The following game fish can be caught on deep sea sport fishing trips off Maui Hawaii.
The sportfishing boats usually don’t target any one particular species, but some captains have their “preferences”. Be sure to ask when you contact me. I’ll try and recommend an appropriate captain.
Pacific Blue Marlin
(100 – 1,000 + lbs. More common in the summer)
Pacific blue marlin weighing nearly 2,000 pounds have been caught in Hawaiian waters, but the more common size is between 80 and 300 pounds. Blue marlin are elusive. A very good captain fishing nearly 300 days a year will only catch 70-100 blue marlin in that year. Virtually all blue marlin over 300 pounds are female. June July and August are considered the three best months for blue marlin fishing in Hawaii, which is why three of Maui’s biggest fishing tournaments – the Spring Shootout, the Lahaina Jackpot, and the Halloween Shootout – are held in the spring and in the fall, respectively. But they can still be caught throughout the year. Blue marlin weighing in excess of 1,000 pounds have been caught in every single month of the year.
A number of Maui sport fishing boats encourage catch-and-release on marlin. If this is your intention, be sure to contact me so I can put you with the proper vessel.
(35-120 lbs.

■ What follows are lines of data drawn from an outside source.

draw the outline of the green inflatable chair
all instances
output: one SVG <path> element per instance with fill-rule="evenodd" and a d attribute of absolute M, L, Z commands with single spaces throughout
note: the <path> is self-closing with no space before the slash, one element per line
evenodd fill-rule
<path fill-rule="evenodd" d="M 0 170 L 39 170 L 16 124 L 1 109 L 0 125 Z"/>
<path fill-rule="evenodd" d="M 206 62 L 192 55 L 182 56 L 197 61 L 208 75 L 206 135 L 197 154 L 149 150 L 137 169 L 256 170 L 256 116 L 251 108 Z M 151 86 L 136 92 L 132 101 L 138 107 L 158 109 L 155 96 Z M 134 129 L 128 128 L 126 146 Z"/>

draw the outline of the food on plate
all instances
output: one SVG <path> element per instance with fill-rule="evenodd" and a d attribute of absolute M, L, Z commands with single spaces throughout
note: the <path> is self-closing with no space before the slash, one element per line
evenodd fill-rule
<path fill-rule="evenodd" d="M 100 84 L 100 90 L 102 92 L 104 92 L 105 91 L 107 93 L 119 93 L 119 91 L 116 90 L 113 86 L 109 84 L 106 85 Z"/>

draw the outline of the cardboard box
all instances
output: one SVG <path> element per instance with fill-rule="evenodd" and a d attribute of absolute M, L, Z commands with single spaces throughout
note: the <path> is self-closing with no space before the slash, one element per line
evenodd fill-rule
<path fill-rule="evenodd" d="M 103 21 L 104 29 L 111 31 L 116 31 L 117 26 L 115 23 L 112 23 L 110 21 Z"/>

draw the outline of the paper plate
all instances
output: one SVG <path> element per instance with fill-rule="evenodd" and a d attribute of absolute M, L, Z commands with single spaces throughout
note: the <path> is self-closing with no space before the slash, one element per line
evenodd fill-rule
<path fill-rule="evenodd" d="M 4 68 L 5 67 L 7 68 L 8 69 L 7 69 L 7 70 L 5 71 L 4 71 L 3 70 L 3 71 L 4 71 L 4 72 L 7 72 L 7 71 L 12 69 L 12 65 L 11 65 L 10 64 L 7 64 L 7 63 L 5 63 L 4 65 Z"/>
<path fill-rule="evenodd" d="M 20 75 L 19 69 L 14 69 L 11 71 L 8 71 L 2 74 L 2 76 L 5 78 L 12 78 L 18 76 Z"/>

Year round, though most common Dec-May)
Winter is the time in Hawaii for these acrobatic schooling Marlin. The average size of these fish in Hawaii is relatively small, but they’re fun to catch. Multiple hookups are common while trolling, you can literally have every lure in the water get hit during a “rat attack” (that’s what captains call it when a school of striped marlin attack en masse). Striped marlin are caught sport fishing with artificial lures, live and dead bait, and fly fishing.
Hebi (Pacific Short-nosed Spearfish)
(20-40 lbs. Year round, though most abundant June – October)
The Pacific short-nosed spearfish is a small, aggressive marlin that is relatively common in Hawaiian waters compared to other oceans. They are caught trolling and live baiting, but can also be caught with light tackle and fly gear challenging the best salt water anglers.
Mahi-mahi (dolphin fish, or dorado)
(10 – 60 lbs. Year round, though most abundant from May-September)
Mahi Mahi are one of the most abundant game fish going. They don’t live more than about 4 years, but they reproduce quickly and prolifically. While they’re alive, a mahi mahi’s skin color ranges from an iridescent golden yellow to brilliant green to silvery blue. They lose a lot of their color fairly quickly after death. The distinctions between the males and females is seen most clearly in the shape of the head, with the male/bull having a particularly large, bulbous forehead. “Mahi mahi” means strong in Hawaiian, and this fish can live up to its name, putting on a great show when hooked. Mahi are structure oriented, often congregating around any manner of marine debris, as well as “FADs” (Fish Aggregation Devices). On a Maui sport fishing trip they’re most often hooked trolling with either live bait or artificial lures.
(15 – 60 lbs. Year round, though most abundant May-October)
The Ono is a long, streamlined fish averaging about 4-6 feet in length, with intimidating looking, razor sharp teeth. They can swim at speeds up to 50 miles per hour and hit both lures and bait with lightening fast strikes making them one of our favorite fish to hook up to. Ono tend to be solitary, though they can occur in loose-knit groups of two or three fish, though this usually occurs if there is an abundance of prey nearby rather than any possible schooling tendencies. Their diet consists essentially of other fish and squid. “Ono” means delicious in Hawaiian. The meat is firm white with a light, slightly sweet flavour.
Ahi (Yellowfin Tuna)
(30 – 300 lbs. Year round)
You may catch 4-5 separate species of tuna off Maui, but the only one that consistently gets bigger than 30 or so pounds is the yellowfin tuna or ahi. Ahi over 100 pounds are generally caught in the summer months, but like all our other game fish, they may be caught year-round. Ahi are caught trolling lures and with live bait. The word “Ahi” means fire in Hawaiian, and no, that’s not for the color of their ruby red flesh. Early Hawaiians used to fish from outrigger canoes with rope lines. When an ahi struck, the line would run out so fast the side of the canoe would sometimes smoke from the friction!